The circle area formulas calculate the space enclosed by a circle or a portion of it — covering the full circle, semicircle, sector, ring, and segment.
Quick Reference:
Full circle: $A = \pi r^2$ Semicircle: $A = \dfrac{\pi r^2}{2}$
Sector (angle in degrees): $A = \dfrac{\theta}{360} \times \pi r^2$
Sector (angle in radians): $A = \dfrac{1}{2}r^2\theta$ Ring /
Annulus: $A = \pi(R^2 - r^2)$ Segment: $A = \dfrac{r^2}{2}(\theta - \sin\theta)$ (angle in radians)
Constant: $\pi \approx 3.14159$
Used in: Geometry, mensuration, engineering, Class 10 board exams
1. Area of a Circle
The area of a full circle with radius $r$ is:
$$A = \pi r^2$$
This formula measures the total flat space enclosed inside the circle's boundary. It follows from the integral of concentric rings of width $dr$ from 0 to $r$, or from the limit of inscribed polygons.
2. Area of a Semicircle
A semicircle is exactly half a circle. Its area is:
$$A = \frac{\pi r^2}{2}$$
The perimeter of a semicircle (the full boundary, including the diameter) is $\pi r + 2r = r(\pi + 2)$.
3. Area of a Sector
A sector is a "pizza slice" — the region between two radii and the arc they subtend.

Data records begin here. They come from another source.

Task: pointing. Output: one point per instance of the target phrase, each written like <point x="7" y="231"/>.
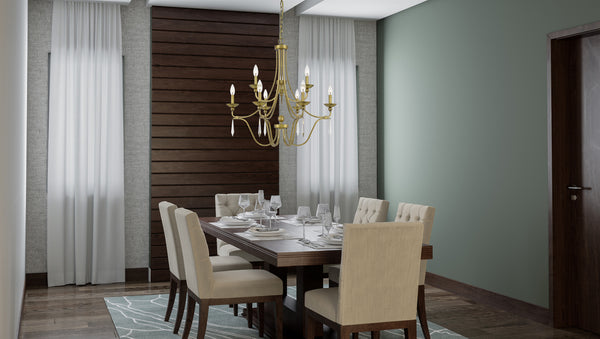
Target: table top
<point x="283" y="252"/>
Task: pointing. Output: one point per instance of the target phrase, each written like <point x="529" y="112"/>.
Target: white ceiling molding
<point x="120" y="2"/>
<point x="359" y="9"/>
<point x="371" y="9"/>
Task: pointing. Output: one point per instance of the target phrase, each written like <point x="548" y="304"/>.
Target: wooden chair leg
<point x="411" y="331"/>
<point x="202" y="319"/>
<point x="422" y="312"/>
<point x="172" y="293"/>
<point x="279" y="318"/>
<point x="181" y="305"/>
<point x="249" y="314"/>
<point x="261" y="319"/>
<point x="309" y="323"/>
<point x="189" y="318"/>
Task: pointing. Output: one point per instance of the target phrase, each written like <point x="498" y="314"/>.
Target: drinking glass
<point x="303" y="215"/>
<point x="327" y="222"/>
<point x="337" y="214"/>
<point x="275" y="203"/>
<point x="321" y="210"/>
<point x="244" y="202"/>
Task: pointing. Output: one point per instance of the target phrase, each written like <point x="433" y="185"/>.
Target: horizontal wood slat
<point x="211" y="61"/>
<point x="212" y="39"/>
<point x="263" y="166"/>
<point x="213" y="50"/>
<point x="214" y="27"/>
<point x="215" y="16"/>
<point x="212" y="179"/>
<point x="196" y="56"/>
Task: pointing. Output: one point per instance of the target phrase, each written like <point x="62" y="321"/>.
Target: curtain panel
<point x="85" y="240"/>
<point x="327" y="166"/>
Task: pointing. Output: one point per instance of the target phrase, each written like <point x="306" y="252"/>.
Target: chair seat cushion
<point x="229" y="263"/>
<point x="334" y="273"/>
<point x="230" y="250"/>
<point x="245" y="283"/>
<point x="323" y="301"/>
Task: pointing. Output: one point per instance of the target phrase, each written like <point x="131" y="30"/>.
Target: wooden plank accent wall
<point x="196" y="56"/>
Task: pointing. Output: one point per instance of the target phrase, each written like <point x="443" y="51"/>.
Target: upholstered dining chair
<point x="357" y="306"/>
<point x="220" y="288"/>
<point x="176" y="266"/>
<point x="227" y="205"/>
<point x="368" y="211"/>
<point x="408" y="212"/>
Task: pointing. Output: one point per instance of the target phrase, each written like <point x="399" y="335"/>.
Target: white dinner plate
<point x="258" y="233"/>
<point x="333" y="240"/>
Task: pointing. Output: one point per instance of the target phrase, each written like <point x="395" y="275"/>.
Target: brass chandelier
<point x="281" y="93"/>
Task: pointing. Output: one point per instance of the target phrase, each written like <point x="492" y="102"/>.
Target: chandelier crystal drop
<point x="282" y="95"/>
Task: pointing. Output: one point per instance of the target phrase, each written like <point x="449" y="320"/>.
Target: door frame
<point x="562" y="241"/>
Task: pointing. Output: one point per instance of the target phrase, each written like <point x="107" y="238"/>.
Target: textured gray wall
<point x="136" y="69"/>
<point x="366" y="61"/>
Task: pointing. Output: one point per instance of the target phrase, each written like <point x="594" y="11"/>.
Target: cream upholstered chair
<point x="408" y="212"/>
<point x="368" y="211"/>
<point x="227" y="205"/>
<point x="176" y="266"/>
<point x="371" y="210"/>
<point x="355" y="305"/>
<point x="220" y="288"/>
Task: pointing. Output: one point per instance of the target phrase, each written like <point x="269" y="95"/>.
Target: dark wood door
<point x="575" y="179"/>
<point x="587" y="189"/>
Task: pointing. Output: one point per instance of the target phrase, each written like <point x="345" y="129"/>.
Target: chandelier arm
<point x="253" y="136"/>
<point x="244" y="117"/>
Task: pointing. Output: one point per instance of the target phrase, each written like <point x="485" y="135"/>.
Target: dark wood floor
<point x="80" y="312"/>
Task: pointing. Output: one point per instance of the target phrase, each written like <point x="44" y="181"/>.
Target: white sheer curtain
<point x="85" y="146"/>
<point x="327" y="166"/>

When angle $\theta$ is in degrees: $$A = \frac{\theta}{360} \times \pi r^2$$
When angle $\theta$ is in radians: $$A = \frac{1}{2}r^2\theta$$
The two forms are equivalent: substituting $\theta_{\text{rad}} = \frac{\theta_{\text{deg}} \times \pi}{180}$ converts between them.
4. Area of a Ring (annulus)
A ring (annulus) is the region between two concentric circles with radii $R$ (outer) and $r$ (inner), where $R > r$:
$$A = \pi R^2 - \pi r^2 = \pi(R^2 - r^2)$$
This formula also factors as $\pi(R + r)(R - r)$ — useful when the sum and difference of the radii are given directly.
5. Area of a Circular Segment
A segment is the region between a chord and the arc it cuts off. For a central angle $\theta$ (in radians) and radius $r$:
$$A = \frac{r^2}{2}(\theta - \sin\theta)$$
The segment area equals the sector area minus the triangle area formed by the two radii and the chord.
Variable Key
Symbol | Meaning |
|---|---|
$r$ | Radius of the circle |
$R$ | Outer radius (in ring problems) |
$d$ | Diameter; $d = 2r$ |
$\theta$ | Central angle (degrees or radians — specify which) |
$\pi$ | Pi ≈ 3.14159 |
$A$ | Area (in square units: cm², m²) |
Worked Examples of Circle
Example 1: Area of a circle
Find the area of a circle with radius 7 cm. (Use $\pi = \frac{22}{7}$.)
$$A = \pi r^2 = \frac{22}{7} \times 7^2 = \frac{22}{7} \times 49 = 22 \times 7 = 154 \text{ cm}^2$$
Final answer: 154 cm²
Example 2: Area of a sector
A sector has radius 6 cm and central angle 60°.
$$A = \frac{60}{360} \times \pi \times 6^2 = \frac{1}{6} \times \pi \times 36 = 6\pi \approx 18.85 \text{ cm}^2$$
Final answer: $6\pi \approx 18.85$ cm²
Example 3: Area of a ring
A ring has outer radius 10 cm and inner radius 6 cm.
$$A = \pi(R^2 - r^2) = \pi(100 - 36) = 64\pi \approx 201.06 \text{ cm}^2$$
Final answer: $64\pi \approx 201.06$ cm²
Origin
The area formula $A = \pi r^2$ was rigorously proved by Archimedes of Syracuse (c. 287–212 BCE) in Measurement of a Circle, showing that the area of a circle equals that of a right triangle with legs equal to the circumference and the radius. His method of exhaustion — approximating the circle with inscribed and circumscribed polygons — was a precursor to integral calculus by nearly 2,000 years.
Common Confusions With Circle Area Formulas
The area formula uses radius squared ($r^2$), not diameter squared. Using diameter in place of radius gives four times the correct area. Always halve the diameter before substituting.
Area is in square units (cm², m²); circumference is in plain units (cm, m). A common exam error is writing the area with a non-squared unit.
The sector formula requires the angle to be in the correct form. The degree formula uses $\frac{\theta}{360}$; the radian formula uses $\frac{1}{2}r^2\theta$. Mixing the two forms without converting gives a wrong answer.